In view of the same and in terms of the provisions of Section 148 and all other applicable provisions of the Companies Act, 2013 read with the Companies (Audit and Auditors) Rules, 2014, M/s. A.G. Aggarwal & Associates, Cost Accountants have been appointed as Cost Auditors to conduct the audit of cost records of your company for the financial year 2016-17.

Your Company submits its Cost Audit Report with the Ministry of Corporate Affairs within the stipulated time period.

Secretarial Auditor

Pursuant to the provisions of Section 204 of the Companies Act, 2013 and the Companies (Appointment and Remuneration of Managerial Personnel) Rules, 2014, the Board has appointed Ms. Savita Trehan, Company Secretary in practice, to undertake the Secretarial Audit of the Company.

Secretarial Audit Report for the year 2016-17 given by Ms. Savita Trehan in the prescribed form MR-3 is annexed to this Report as Annexure-II.


There are no qualifications, reservations, adverse remarks or disclaimer made by Statutory Auditors in their report.

The auditors have not reported any incident of fraud to the Audit Committee during the financial year 2016-17.


As required pursuant to section 92(3) of the Companies Act, 2013 and rule 12(1) of the Companies (Management and Administration) Rules, 2014, an extract of annual return in MGT 9 as a part of this Annual Report as Annexure-III .


In terms of the provisions of Section 197 of the Act read with Rules 5(2) and 5(3) of the Companies (Appointment and Remuneration of Managerial Personnel) Rules, 2014, there are no employees drawing remuneration in excess of the limits set out in the said rules.

Disclosures pertaining to remuneration and other details as required under Section 197(12) of the Act read with Rule 5(1) of the Companies (Appointment and Remuneration of Managerial Personnel) Rules, 2014 are provided herein below:-

(i) the ratio of the remuneration of each Director to the median remuneration of the employees of the Company for the year 2016-17:

S. No. Name of Directors Nature of Directorship Ratio
Sh. Jitender Kumar Garg Managing Director 20:3
(ii) Sh. Rajesh Singla Whole-Time Director 11:3

(ii) the percentage increase in remuneration of Managing Director, Whole-Time Director & CFO, and Company Secretary in the financial year 2016-17

S. No. Name of Directors Category % increase
(i) Sh. Jitender Kumar Garg Managing Director -
(ii) Sh. Rajesh Singla Whole-Time Director -
(iii) Sh. Vishal Maheshwari CFO -
(iv) Ms. Shweta Marwah Company Secretary -

There was no increase in the remuneration of non-executive Directors by way of sitting fee for attending Board/ Committee meetings for the financial year 2016-17. No profit linked commission is paid to non-executive independent Directors of the Company.
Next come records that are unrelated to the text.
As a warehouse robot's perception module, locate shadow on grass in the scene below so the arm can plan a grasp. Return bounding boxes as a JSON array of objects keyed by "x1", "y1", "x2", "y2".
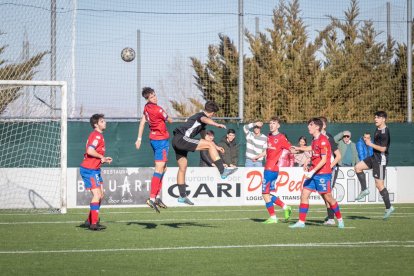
[
  {"x1": 161, "y1": 222, "x2": 216, "y2": 228},
  {"x1": 127, "y1": 222, "x2": 215, "y2": 229},
  {"x1": 346, "y1": 216, "x2": 371, "y2": 220},
  {"x1": 127, "y1": 222, "x2": 158, "y2": 229},
  {"x1": 250, "y1": 218, "x2": 291, "y2": 223}
]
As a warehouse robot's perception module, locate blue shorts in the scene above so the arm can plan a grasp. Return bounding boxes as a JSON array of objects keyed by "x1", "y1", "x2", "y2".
[
  {"x1": 303, "y1": 173, "x2": 332, "y2": 194},
  {"x1": 79, "y1": 167, "x2": 103, "y2": 190},
  {"x1": 150, "y1": 139, "x2": 170, "y2": 162},
  {"x1": 262, "y1": 170, "x2": 279, "y2": 194}
]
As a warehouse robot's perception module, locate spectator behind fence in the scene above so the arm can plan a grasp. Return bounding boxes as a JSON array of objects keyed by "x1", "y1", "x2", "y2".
[
  {"x1": 356, "y1": 132, "x2": 374, "y2": 160},
  {"x1": 278, "y1": 133, "x2": 295, "y2": 167},
  {"x1": 278, "y1": 149, "x2": 295, "y2": 167},
  {"x1": 293, "y1": 136, "x2": 312, "y2": 167},
  {"x1": 334, "y1": 130, "x2": 359, "y2": 167},
  {"x1": 243, "y1": 122, "x2": 267, "y2": 167},
  {"x1": 219, "y1": 128, "x2": 239, "y2": 168},
  {"x1": 200, "y1": 130, "x2": 216, "y2": 167}
]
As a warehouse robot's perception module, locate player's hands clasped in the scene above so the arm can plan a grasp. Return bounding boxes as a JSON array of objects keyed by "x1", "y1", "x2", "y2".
[
  {"x1": 304, "y1": 170, "x2": 315, "y2": 179},
  {"x1": 101, "y1": 156, "x2": 112, "y2": 164},
  {"x1": 135, "y1": 140, "x2": 141, "y2": 149}
]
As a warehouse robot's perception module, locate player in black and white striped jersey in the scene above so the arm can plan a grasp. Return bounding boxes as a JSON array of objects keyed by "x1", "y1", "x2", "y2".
[
  {"x1": 172, "y1": 101, "x2": 237, "y2": 205},
  {"x1": 355, "y1": 111, "x2": 394, "y2": 219}
]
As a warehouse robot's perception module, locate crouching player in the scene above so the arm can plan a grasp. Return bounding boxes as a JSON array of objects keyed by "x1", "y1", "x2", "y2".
[
  {"x1": 79, "y1": 114, "x2": 112, "y2": 231},
  {"x1": 135, "y1": 87, "x2": 172, "y2": 213},
  {"x1": 289, "y1": 118, "x2": 345, "y2": 228},
  {"x1": 257, "y1": 117, "x2": 292, "y2": 224}
]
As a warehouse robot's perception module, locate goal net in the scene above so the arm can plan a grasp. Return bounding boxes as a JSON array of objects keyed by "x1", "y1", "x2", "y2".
[{"x1": 0, "y1": 80, "x2": 67, "y2": 213}]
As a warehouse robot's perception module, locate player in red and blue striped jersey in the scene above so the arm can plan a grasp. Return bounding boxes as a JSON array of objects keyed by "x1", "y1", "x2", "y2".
[
  {"x1": 254, "y1": 117, "x2": 292, "y2": 224},
  {"x1": 135, "y1": 87, "x2": 172, "y2": 213},
  {"x1": 79, "y1": 114, "x2": 112, "y2": 230},
  {"x1": 289, "y1": 118, "x2": 344, "y2": 228}
]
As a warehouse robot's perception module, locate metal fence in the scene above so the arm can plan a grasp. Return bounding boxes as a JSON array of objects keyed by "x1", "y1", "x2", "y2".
[{"x1": 0, "y1": 0, "x2": 412, "y2": 122}]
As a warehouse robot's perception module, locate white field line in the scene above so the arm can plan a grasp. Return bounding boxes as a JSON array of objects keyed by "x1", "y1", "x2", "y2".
[
  {"x1": 0, "y1": 213, "x2": 414, "y2": 225},
  {"x1": 0, "y1": 241, "x2": 414, "y2": 254},
  {"x1": 0, "y1": 205, "x2": 414, "y2": 216}
]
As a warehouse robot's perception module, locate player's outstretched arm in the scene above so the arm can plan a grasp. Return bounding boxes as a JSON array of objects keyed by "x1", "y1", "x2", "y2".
[
  {"x1": 135, "y1": 116, "x2": 147, "y2": 149},
  {"x1": 200, "y1": 117, "x2": 226, "y2": 128}
]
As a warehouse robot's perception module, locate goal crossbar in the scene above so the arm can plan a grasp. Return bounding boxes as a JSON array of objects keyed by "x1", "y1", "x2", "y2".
[{"x1": 0, "y1": 80, "x2": 68, "y2": 214}]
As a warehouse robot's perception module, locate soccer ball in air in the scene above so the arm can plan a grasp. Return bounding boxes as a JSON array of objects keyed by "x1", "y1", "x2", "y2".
[{"x1": 121, "y1": 47, "x2": 135, "y2": 62}]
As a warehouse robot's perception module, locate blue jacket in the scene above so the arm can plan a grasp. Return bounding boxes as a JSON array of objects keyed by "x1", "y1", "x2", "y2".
[{"x1": 356, "y1": 137, "x2": 374, "y2": 161}]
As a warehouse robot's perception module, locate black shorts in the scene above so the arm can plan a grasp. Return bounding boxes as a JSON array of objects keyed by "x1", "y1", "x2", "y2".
[
  {"x1": 362, "y1": 156, "x2": 387, "y2": 180},
  {"x1": 172, "y1": 133, "x2": 200, "y2": 160}
]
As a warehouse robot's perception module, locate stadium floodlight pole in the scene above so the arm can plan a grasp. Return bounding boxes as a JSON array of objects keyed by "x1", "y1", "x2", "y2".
[
  {"x1": 0, "y1": 80, "x2": 68, "y2": 214},
  {"x1": 407, "y1": 0, "x2": 413, "y2": 123},
  {"x1": 50, "y1": 0, "x2": 56, "y2": 117},
  {"x1": 239, "y1": 0, "x2": 244, "y2": 122},
  {"x1": 136, "y1": 30, "x2": 142, "y2": 118}
]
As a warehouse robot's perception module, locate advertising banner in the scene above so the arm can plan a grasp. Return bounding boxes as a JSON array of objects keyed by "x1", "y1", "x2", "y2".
[
  {"x1": 76, "y1": 168, "x2": 154, "y2": 207},
  {"x1": 163, "y1": 167, "x2": 397, "y2": 206}
]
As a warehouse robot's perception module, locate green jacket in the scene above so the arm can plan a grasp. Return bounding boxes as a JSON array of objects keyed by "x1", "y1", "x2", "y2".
[
  {"x1": 218, "y1": 136, "x2": 239, "y2": 166},
  {"x1": 334, "y1": 132, "x2": 359, "y2": 166}
]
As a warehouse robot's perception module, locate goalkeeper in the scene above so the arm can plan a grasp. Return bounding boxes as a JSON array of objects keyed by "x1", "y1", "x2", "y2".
[{"x1": 79, "y1": 114, "x2": 112, "y2": 231}]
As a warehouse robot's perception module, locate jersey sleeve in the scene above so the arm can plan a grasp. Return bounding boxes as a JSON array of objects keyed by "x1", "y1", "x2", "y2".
[
  {"x1": 86, "y1": 133, "x2": 102, "y2": 149},
  {"x1": 327, "y1": 134, "x2": 338, "y2": 153},
  {"x1": 282, "y1": 135, "x2": 292, "y2": 150},
  {"x1": 379, "y1": 128, "x2": 390, "y2": 147},
  {"x1": 319, "y1": 139, "x2": 329, "y2": 155}
]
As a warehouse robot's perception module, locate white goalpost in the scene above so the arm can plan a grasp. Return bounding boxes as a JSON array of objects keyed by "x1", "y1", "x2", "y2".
[{"x1": 0, "y1": 80, "x2": 68, "y2": 214}]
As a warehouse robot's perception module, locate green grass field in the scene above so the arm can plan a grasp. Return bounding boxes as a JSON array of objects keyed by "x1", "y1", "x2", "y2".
[{"x1": 0, "y1": 204, "x2": 414, "y2": 275}]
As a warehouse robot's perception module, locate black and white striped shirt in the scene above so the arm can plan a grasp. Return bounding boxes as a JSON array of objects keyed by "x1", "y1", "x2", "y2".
[{"x1": 174, "y1": 112, "x2": 207, "y2": 138}]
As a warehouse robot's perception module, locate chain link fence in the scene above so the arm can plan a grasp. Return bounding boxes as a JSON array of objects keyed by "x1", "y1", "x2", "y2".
[{"x1": 0, "y1": 0, "x2": 412, "y2": 122}]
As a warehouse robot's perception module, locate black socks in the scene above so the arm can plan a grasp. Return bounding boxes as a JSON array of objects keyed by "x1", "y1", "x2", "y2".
[
  {"x1": 177, "y1": 184, "x2": 187, "y2": 197},
  {"x1": 357, "y1": 172, "x2": 367, "y2": 191},
  {"x1": 380, "y1": 188, "x2": 391, "y2": 209},
  {"x1": 214, "y1": 158, "x2": 224, "y2": 174}
]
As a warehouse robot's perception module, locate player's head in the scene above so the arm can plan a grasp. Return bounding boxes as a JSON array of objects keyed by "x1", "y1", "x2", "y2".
[
  {"x1": 226, "y1": 128, "x2": 236, "y2": 142},
  {"x1": 319, "y1": 116, "x2": 328, "y2": 131},
  {"x1": 204, "y1": 101, "x2": 219, "y2": 118},
  {"x1": 204, "y1": 130, "x2": 214, "y2": 142},
  {"x1": 269, "y1": 116, "x2": 280, "y2": 133},
  {"x1": 142, "y1": 87, "x2": 158, "y2": 103},
  {"x1": 308, "y1": 118, "x2": 323, "y2": 136},
  {"x1": 298, "y1": 136, "x2": 308, "y2": 146},
  {"x1": 253, "y1": 125, "x2": 261, "y2": 135},
  {"x1": 374, "y1": 111, "x2": 387, "y2": 127},
  {"x1": 89, "y1": 114, "x2": 106, "y2": 131}
]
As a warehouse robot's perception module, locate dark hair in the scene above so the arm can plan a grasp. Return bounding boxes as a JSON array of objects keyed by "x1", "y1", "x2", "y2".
[
  {"x1": 204, "y1": 101, "x2": 219, "y2": 112},
  {"x1": 206, "y1": 130, "x2": 214, "y2": 136},
  {"x1": 298, "y1": 136, "x2": 308, "y2": 146},
  {"x1": 374, "y1": 111, "x2": 387, "y2": 119},
  {"x1": 308, "y1": 118, "x2": 323, "y2": 131},
  {"x1": 270, "y1": 116, "x2": 280, "y2": 123},
  {"x1": 319, "y1": 116, "x2": 328, "y2": 125},
  {"x1": 142, "y1": 87, "x2": 155, "y2": 100},
  {"x1": 89, "y1": 114, "x2": 105, "y2": 129},
  {"x1": 227, "y1": 128, "x2": 236, "y2": 134}
]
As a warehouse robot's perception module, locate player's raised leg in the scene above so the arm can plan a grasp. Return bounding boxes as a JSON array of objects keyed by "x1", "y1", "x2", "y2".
[{"x1": 355, "y1": 161, "x2": 371, "y2": 200}]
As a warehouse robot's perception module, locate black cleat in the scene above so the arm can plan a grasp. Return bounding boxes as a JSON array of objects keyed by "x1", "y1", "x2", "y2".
[
  {"x1": 89, "y1": 223, "x2": 106, "y2": 231},
  {"x1": 155, "y1": 198, "x2": 167, "y2": 209},
  {"x1": 146, "y1": 198, "x2": 160, "y2": 213}
]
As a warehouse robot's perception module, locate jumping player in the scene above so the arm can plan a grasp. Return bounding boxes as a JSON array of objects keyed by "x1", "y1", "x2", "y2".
[
  {"x1": 355, "y1": 111, "x2": 395, "y2": 219},
  {"x1": 135, "y1": 87, "x2": 172, "y2": 213},
  {"x1": 172, "y1": 101, "x2": 237, "y2": 205},
  {"x1": 79, "y1": 114, "x2": 112, "y2": 231},
  {"x1": 289, "y1": 118, "x2": 345, "y2": 228},
  {"x1": 257, "y1": 117, "x2": 292, "y2": 224}
]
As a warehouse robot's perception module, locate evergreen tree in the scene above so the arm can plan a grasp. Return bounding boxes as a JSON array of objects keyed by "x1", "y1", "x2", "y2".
[{"x1": 0, "y1": 35, "x2": 46, "y2": 114}]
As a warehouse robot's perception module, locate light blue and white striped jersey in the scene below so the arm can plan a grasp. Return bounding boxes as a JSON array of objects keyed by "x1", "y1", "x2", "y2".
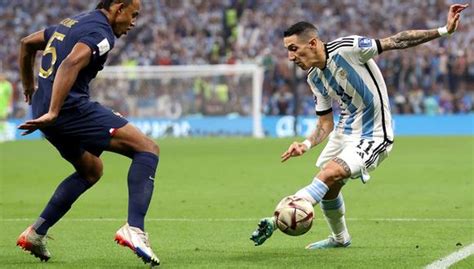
[{"x1": 307, "y1": 35, "x2": 393, "y2": 141}]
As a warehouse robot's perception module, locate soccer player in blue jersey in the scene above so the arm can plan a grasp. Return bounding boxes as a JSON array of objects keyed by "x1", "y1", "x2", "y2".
[
  {"x1": 250, "y1": 4, "x2": 468, "y2": 249},
  {"x1": 17, "y1": 0, "x2": 159, "y2": 266}
]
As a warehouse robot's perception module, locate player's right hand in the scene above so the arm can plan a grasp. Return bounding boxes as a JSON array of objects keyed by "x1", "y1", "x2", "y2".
[
  {"x1": 23, "y1": 88, "x2": 35, "y2": 105},
  {"x1": 280, "y1": 141, "x2": 308, "y2": 162},
  {"x1": 18, "y1": 112, "x2": 58, "y2": 135}
]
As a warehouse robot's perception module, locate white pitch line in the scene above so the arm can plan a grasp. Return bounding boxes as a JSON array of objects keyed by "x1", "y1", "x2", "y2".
[
  {"x1": 0, "y1": 217, "x2": 474, "y2": 222},
  {"x1": 425, "y1": 243, "x2": 474, "y2": 269}
]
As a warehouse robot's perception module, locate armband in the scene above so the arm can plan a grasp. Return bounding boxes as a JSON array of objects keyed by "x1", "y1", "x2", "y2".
[{"x1": 438, "y1": 26, "x2": 449, "y2": 36}]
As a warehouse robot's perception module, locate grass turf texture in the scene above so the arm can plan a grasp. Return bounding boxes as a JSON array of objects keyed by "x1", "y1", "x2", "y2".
[{"x1": 0, "y1": 137, "x2": 474, "y2": 268}]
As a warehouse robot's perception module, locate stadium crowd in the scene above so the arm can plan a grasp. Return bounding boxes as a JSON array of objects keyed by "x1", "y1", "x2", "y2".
[{"x1": 0, "y1": 0, "x2": 474, "y2": 118}]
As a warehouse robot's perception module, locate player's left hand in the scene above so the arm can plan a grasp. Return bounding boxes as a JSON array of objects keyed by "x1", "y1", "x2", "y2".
[
  {"x1": 280, "y1": 141, "x2": 308, "y2": 162},
  {"x1": 446, "y1": 4, "x2": 469, "y2": 34},
  {"x1": 18, "y1": 112, "x2": 57, "y2": 135}
]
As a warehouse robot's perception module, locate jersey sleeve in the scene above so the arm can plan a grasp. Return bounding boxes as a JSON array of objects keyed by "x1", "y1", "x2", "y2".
[
  {"x1": 44, "y1": 25, "x2": 58, "y2": 41},
  {"x1": 77, "y1": 30, "x2": 113, "y2": 60},
  {"x1": 352, "y1": 36, "x2": 382, "y2": 63}
]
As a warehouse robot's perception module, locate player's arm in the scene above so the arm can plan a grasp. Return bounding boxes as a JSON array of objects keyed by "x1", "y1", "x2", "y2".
[
  {"x1": 18, "y1": 42, "x2": 92, "y2": 135},
  {"x1": 380, "y1": 4, "x2": 469, "y2": 51},
  {"x1": 19, "y1": 30, "x2": 47, "y2": 104},
  {"x1": 280, "y1": 111, "x2": 334, "y2": 162}
]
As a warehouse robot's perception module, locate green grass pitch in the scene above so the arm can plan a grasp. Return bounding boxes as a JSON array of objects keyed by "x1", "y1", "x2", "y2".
[{"x1": 0, "y1": 136, "x2": 474, "y2": 268}]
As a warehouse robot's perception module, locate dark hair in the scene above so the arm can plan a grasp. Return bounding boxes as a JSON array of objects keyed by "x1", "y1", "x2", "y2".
[
  {"x1": 95, "y1": 0, "x2": 133, "y2": 10},
  {"x1": 283, "y1": 21, "x2": 318, "y2": 37}
]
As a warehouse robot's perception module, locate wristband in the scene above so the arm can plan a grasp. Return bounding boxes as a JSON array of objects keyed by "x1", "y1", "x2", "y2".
[
  {"x1": 301, "y1": 139, "x2": 311, "y2": 150},
  {"x1": 438, "y1": 26, "x2": 449, "y2": 36}
]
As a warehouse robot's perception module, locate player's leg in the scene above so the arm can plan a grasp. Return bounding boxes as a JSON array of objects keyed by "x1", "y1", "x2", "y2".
[
  {"x1": 307, "y1": 137, "x2": 391, "y2": 249},
  {"x1": 306, "y1": 178, "x2": 351, "y2": 249},
  {"x1": 250, "y1": 135, "x2": 344, "y2": 246},
  {"x1": 17, "y1": 149, "x2": 103, "y2": 261},
  {"x1": 107, "y1": 124, "x2": 159, "y2": 230},
  {"x1": 107, "y1": 124, "x2": 160, "y2": 266}
]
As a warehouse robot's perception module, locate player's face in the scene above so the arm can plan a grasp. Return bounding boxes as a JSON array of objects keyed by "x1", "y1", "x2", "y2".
[
  {"x1": 283, "y1": 35, "x2": 317, "y2": 70},
  {"x1": 112, "y1": 0, "x2": 141, "y2": 37}
]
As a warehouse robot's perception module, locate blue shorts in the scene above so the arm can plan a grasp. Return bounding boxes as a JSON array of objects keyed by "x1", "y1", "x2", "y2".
[{"x1": 41, "y1": 102, "x2": 128, "y2": 161}]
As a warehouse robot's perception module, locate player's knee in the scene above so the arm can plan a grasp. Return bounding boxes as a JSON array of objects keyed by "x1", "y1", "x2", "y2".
[
  {"x1": 316, "y1": 166, "x2": 347, "y2": 187},
  {"x1": 81, "y1": 160, "x2": 104, "y2": 185}
]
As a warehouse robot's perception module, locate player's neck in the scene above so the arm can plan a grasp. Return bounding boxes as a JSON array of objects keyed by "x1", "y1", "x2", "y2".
[{"x1": 312, "y1": 40, "x2": 328, "y2": 69}]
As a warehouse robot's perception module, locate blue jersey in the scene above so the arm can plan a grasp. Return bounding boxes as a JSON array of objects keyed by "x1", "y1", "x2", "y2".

(iii) the percentage increase in the median remuneration of employees in the financial year: 43%

(iv) the number of permanent employees on the rolls of Company as on 31st March, 2017: 44

(v) The ratio of the remuneration of the highest paid Director to that of the employees who are not Directors but receive remuneration in excess of the highest paid Director during the year:

Sr. No. Name Ratio
1 Pradeep Kumar Singhal 2:3
2 Vinay Kathuria 2:3
3 Manoj Banerjee 2:7

(vi) yes, the remuneration is as per the Remuneration Policy of the Company VIGIL MECHANISIM /WHISTLE BLOWER

The details of Vigil mechanism/Whistle Blower Policy are given in Corporate Governance Report.


For better corporate governance and in compliance with the provisions of the Companies Act, 2013 and SEBI (Listing Obligations and Disclosure Requirements) Regulations, 2015, the Company has already adopted Risk Management Plan. The same is uploaded at the website of the Company


As part of its initiatives under "corporate social responsibility" (CSR), the company has contributed funds for Promotion of Education and Environment cleanliness.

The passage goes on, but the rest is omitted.